Wheat Bran is a by-product of the flour industry. It is rich in dietary fiber and essential fatty acids; bran mash has been historically fed to horses both as a treat and for a laxative effect that was thought to prevent colic. We now know that too much wheat bran can cause problems such as enteroliths, and that laxative effect is actually a result of too much wheat bran irritating the gut lining of the horse. Similar to rice bran, wheat bran intakes must be managed to account for a very high phosphorous content.
These are just a few examples of some common grain by-products that are used in horse feed and can help create a healthy and nutritious diet. While not a “grain” by-product, even the ever-popular beet pulp is a by-product – it’s what’s left after sugar beets are processed! Before you dismiss a feed because it lists by-product as an ingredient, remember that these items, when balanced properly as a part of the overall formulation of the diet, can be an excellent source of many different nutrients.
Protein (and more specifically the amino acids that make up protein) is essential to a balanced diet. It is probably one of the most referenced nutrients in horse feed, and most horse owners will know the protein content of their feed. But how do we get the protein into the feed? Sources of protein for humans may come from a juicy steak, a nice salmon filet, or a tender pork chop. We derive most of our protein from meat sources which makes sense for us since we are carnivores. The horse, on the other hand, is an herbivore; many of the types of protein that we consume as humans do not come into play in our horse’s diet. However, we do know that the horse has a nutritional requirement for protein and so when we formulate feeds we can use certain plants that are high in this particular nutrient. Some of the most popular ingredients used to add protein to horse feed are:
Soybean Meal – This is the most common form of plant protein. Soybeans are readily available throughout the country and have the highest concentration of protein of any of our plant sources, with a typical level of 44-48%. Additionally, soybean meal contains a close match nutritionally to what horses require for amino acids. Especially important in this profile is the amino acid lysine, which is essential in young growing horses.

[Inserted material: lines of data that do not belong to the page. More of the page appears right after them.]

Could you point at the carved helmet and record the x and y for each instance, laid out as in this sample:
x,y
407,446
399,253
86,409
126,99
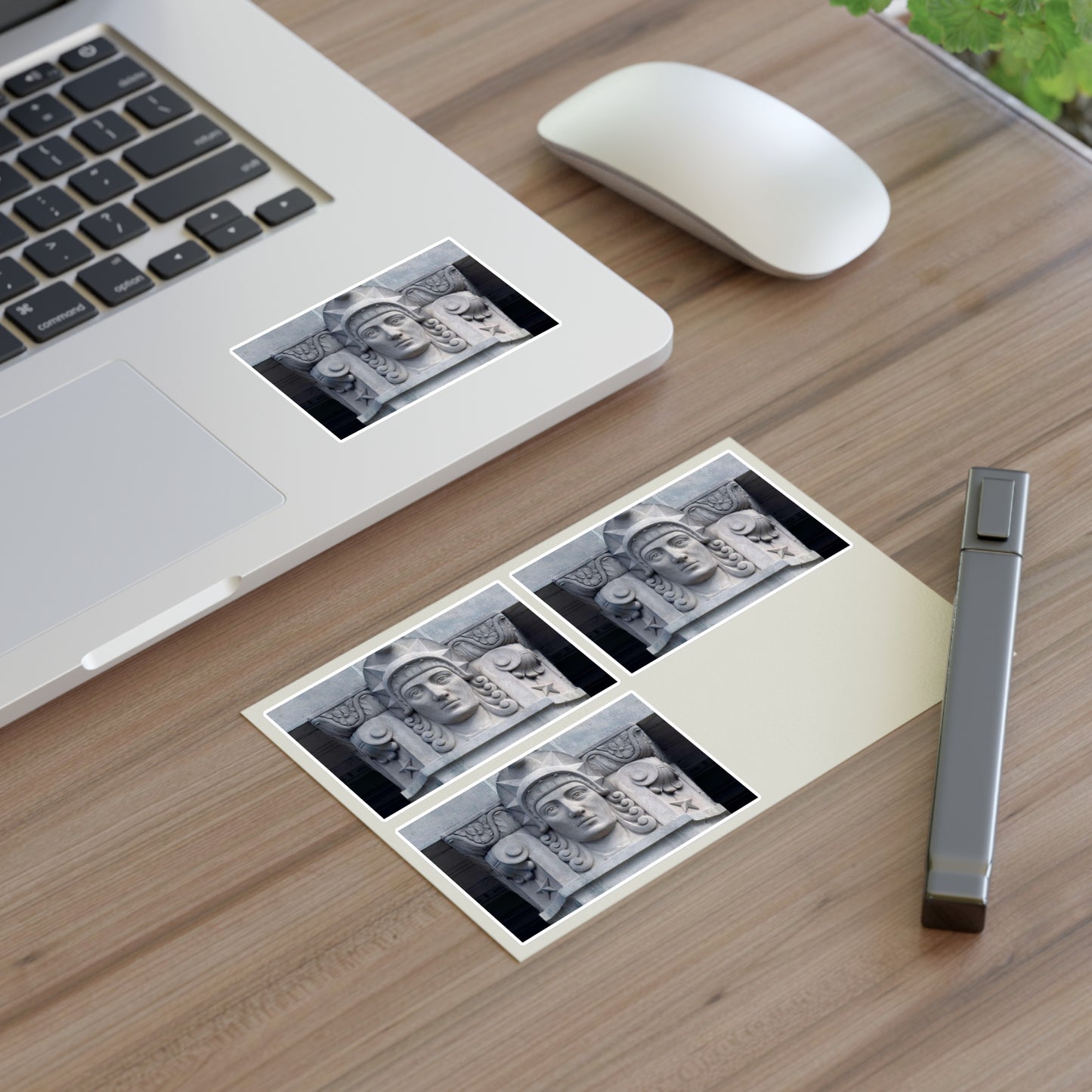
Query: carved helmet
x,y
345,311
392,667
527,780
630,532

Canola Meal – Canola meal is the closest to meeting the nutritional profile of soybean meal and has a protein content of 35-44%. Canola meal is a by-product of oil removal from
canola and has slightly less lysine content than soybean meal, but still enough to meet the requirements of horses.
Linseed Meal – this is also a by-product and is derived from the processing of flaxseed. Linseed used to be commonly fed to show horses to add shine and bloom but its popularity has waned as ingredients like rice bran and vegetable oil have taken its place. Linseed meal has a typical protein level of 33 – 35% but it has significantly less lysine than either soybean or canola meal.
As you can see, we have several options to help us meet the requirements that our horses have for protein. By adding one or more of those options to our formulas we are able to provide a diet that is balanced, healthy, and nutritious!